I don't think it's really the same. The cookie stuffing case was about generating affiliate revenue from people who never actually clicked on a link to eBay. This is just about making non-affiliate Amazon links into affiliate links.
Also, Bitly and Pinterest probably got approval from Amazon for this scheme. Shawn Hogan misled eBay about what he was doing.
We have no idea if they received approval or not, but IMO the conduct is very similar. I also can't imagine that Amazon would say "sure, divert revenue from our affiliates into your own pockets without telling them". That sounds like an idea that any affiliate program manager would vehemently object to.
Horrible indeed. But sadly this is a common practice. Once I called out [1] the folks from Read It Later (now Pocket) for silently changing Amazon links. In their defense, at least they acknowledged and promptly "fixed" the API/policy in a couple of hours [2].
Another one that does the same is TabCloud Chrome Extension [3]. It scans all the tabs you saved, and stuff Amazon's affiliate links there.
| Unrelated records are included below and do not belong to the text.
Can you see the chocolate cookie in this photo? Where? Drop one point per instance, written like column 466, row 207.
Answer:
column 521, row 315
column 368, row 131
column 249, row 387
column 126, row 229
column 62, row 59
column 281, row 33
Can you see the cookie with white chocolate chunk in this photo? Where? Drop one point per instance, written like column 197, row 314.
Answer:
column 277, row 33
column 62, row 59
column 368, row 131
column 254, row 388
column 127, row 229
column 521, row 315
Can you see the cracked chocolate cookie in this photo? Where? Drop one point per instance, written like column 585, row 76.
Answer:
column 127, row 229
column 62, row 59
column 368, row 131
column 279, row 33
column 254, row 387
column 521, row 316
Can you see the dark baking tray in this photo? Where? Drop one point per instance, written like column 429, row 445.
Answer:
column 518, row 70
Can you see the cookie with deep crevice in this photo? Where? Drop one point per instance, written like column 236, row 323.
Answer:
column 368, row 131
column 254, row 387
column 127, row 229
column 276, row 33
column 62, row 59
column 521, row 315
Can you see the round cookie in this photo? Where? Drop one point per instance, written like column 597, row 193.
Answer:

I fixed mine locally, but it's not a public license, so can't just fork and re-publish it.
Wow. I totally missed this. It's not a horrible deal... 5 months in prison for $10M or so. Still feels weird being criminally prosecuted for breaking a TOS.
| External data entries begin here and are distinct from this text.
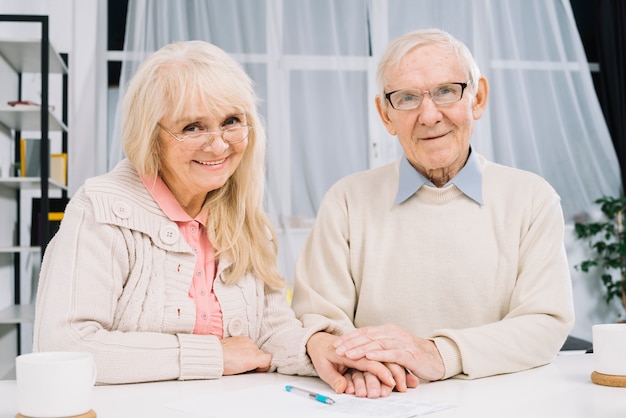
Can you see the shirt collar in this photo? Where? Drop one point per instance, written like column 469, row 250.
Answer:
column 468, row 180
column 165, row 199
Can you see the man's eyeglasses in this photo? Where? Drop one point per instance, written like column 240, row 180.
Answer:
column 201, row 138
column 442, row 94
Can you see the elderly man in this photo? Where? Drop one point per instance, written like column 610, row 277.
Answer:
column 441, row 264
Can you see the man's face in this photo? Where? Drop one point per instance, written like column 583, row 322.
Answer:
column 435, row 138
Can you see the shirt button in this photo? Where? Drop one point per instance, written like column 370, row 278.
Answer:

Sure there is. The time might be hard to take, but if the price is right I'd celebrate the label. Of course many actions that would justify such a label are out of bounds on principle, but the label itself is irrelevant (the cash covers job effects, and other restrictions).
> I guess it's only illegal if you aren't a multi-billion dollar startup.
Amazon owes me > $40k after terminating my affiliate account for doing something similar in principle.
Their reasoning was that they felt the traffic I was driving in their direction was already going to be theirs, and that I was just injecting my affiliate commission into the process...as such, I was stealing from them.
IANAL nor an affiliate marketing expert, but if I ran an affiliate program I would make that against the rules. It at least goes against the intent of the program, which is to reward/incentivize people who send you business. Everyone clicking these links was already going to your site, so bit.ly as an affiliate generates zero extra dollars in sales.
Hey I'm just a guy. Maybe Amazon figures it's better to police affiliate links lightly or that a bit of a giveaway to SO isn't such a bad thing. If I ran an affiliate program I probably wouldn't allow that behavior.